La décision de la Cour de cassation : Le seuil de 10 % se calcule en additionnant tous les suffrages obtenus lors des élections au sein de ces établissements
En réponse, la Cour de cassation a suivi l’argumentation développée par la société, en soulignant les points suivants.
L’accord collectif sur le dialogue social et le droit syndical au sein de l’UES prévoit que »les parties rappellent qu’en ce qui concerne la société Eiffage Energie Systèmes Ile de France, les éléments de statuts sociaux (temps de travail, etc.) sont définis dans un accord conclu au niveau de cette société, et conviennent que toute évolution de ces statuts ne pourra intervenir qu’à ce seul niveau, et en aucun cas au niveau des établissements distincts servant à la mise en place des CSE d’établissement ». Le même article précise que »par exception, en ce qui concerne les sociétés Eiffage Energie Systèmes Ile de France et Eiffage Energie Systèmes Automatismes et Robotique, regroupées en trois établissements distincts servant à la mise en place des CSE d’établissement (…), il est convenu entre les parties que la désignation du délégué syndical d’établissement interviendra (en fonction des conditions d’effectifs) sur le périmètre des sociétés, et non au niveau des établissements distincts ».

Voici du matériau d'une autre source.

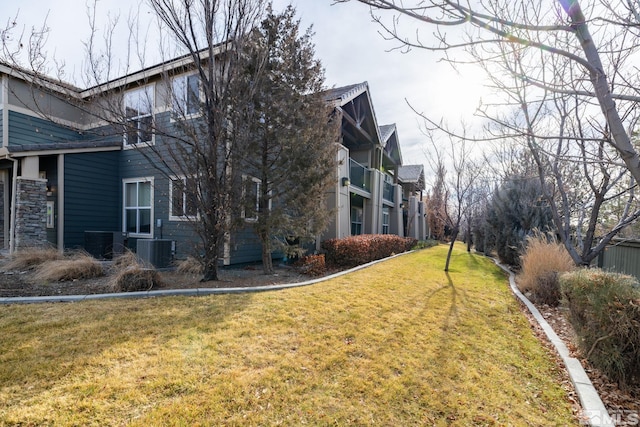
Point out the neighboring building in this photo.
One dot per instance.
(60, 179)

Il en résulte que, lorsque la désignation d’un délégué syndical s’effectue au niveau d’une personne morale regroupant en partie trois établissements distincts au sens du comité social et économique d’établissement, le seuil de 10 % fixé par le code du travail se calcule en additionnant la totalité des suffrages obtenus lors des élections au sein de ces différents établissements.
En effet, selon une jurisprudence établie de la Cour de cassation, dans une situation similaire, il a été jugé que, sauf dispositions légales particulières, la représentativité des organisations syndicales au sein des sociétés composant une unité économique et sociale où a été institué, pour l’élection des représentants du personnel, un collège électoral unique incluant des salariés de droit privé et des fonctionnaires, doit être appréciée au regard de la totalité des suffrages exprimés par l’ensemble des électeurs composant ce collège (Avis, 2 juillet 2012, demande n° 12-00.009, Bull. 2012, Avis, n° 6 ; Soc., 26 juin 2013, pourvoi n° 12-26.308, Bull. 2013, V, n° 174).